House bill would stop states from banning phone encryption

library
crime | hacking | security

New York wants crypto backdoors in mobile phones.

California wants crypto backdoors in mobile phones.

At least some lawmakers in Washington want states to knock it off.

Rep. Ted Lieu (D-Calif.) and Rep. Blake Farenthold (R-Tex.) on Wednesday introduced a bipartisan bill in Congress that tries to halt states’ attempts to force phone makers to weaken encryption by putting in crypto backdoors.

The bill is called the Ensuring National Constitutional Rights of Your Private Telecommunications Act.

Its less cumbersome title: The ENCRYPT Act of 2016.
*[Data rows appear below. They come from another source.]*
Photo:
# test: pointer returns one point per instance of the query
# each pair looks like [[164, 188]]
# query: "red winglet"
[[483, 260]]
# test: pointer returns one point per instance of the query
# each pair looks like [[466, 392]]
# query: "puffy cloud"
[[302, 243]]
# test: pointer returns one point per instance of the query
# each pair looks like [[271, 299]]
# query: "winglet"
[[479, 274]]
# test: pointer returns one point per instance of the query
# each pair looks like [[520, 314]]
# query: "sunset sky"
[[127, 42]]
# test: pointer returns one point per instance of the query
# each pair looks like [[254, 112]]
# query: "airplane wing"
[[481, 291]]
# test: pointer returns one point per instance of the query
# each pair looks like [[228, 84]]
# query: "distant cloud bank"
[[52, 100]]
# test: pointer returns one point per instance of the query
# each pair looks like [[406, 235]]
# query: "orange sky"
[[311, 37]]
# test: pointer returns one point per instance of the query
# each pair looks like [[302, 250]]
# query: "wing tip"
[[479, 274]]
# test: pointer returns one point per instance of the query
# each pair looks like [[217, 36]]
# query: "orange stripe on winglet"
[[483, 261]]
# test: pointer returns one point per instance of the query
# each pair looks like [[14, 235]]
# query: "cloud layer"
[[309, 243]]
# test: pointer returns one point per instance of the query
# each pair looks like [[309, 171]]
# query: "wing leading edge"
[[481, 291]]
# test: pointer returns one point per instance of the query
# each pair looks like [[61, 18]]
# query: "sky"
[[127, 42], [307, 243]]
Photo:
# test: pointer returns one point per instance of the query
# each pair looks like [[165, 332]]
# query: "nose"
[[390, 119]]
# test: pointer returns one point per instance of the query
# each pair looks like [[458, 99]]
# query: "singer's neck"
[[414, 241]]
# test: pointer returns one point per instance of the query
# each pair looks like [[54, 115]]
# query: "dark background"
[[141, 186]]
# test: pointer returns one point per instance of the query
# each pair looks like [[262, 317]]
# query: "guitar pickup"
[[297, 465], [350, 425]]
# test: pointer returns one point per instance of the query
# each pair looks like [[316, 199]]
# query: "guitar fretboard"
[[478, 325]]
The proposed law seeks to prevent any state or locality from mandating that a “manufacturer, developer, seller, or provider” design or alter the security of a product so it can be decrypted or surveilled by authorities.

This won’t be the only encryption bill that Congress will mull this year. On the other side of the encryption debate, Sen. Dianne Feinstein (D-CA), along with Sen. Richard Burr (R-NC), have plans to bring a bill to the Senate that would require companies to pierce encryption under court order.

The crypto wars have been fueled by recent terror attacks in Paris and San Bernardino, California, with district attorneys and other law enforcement officials urging lawmakers to force companies like Apple and Google to hand over encrypted data on demand.

FBI Director James Comey brought up a case in point on Tuesday, when he said that encryption has prevented federal investigators from unlocking a mobile phone belonging to one of the San Bernardino killers.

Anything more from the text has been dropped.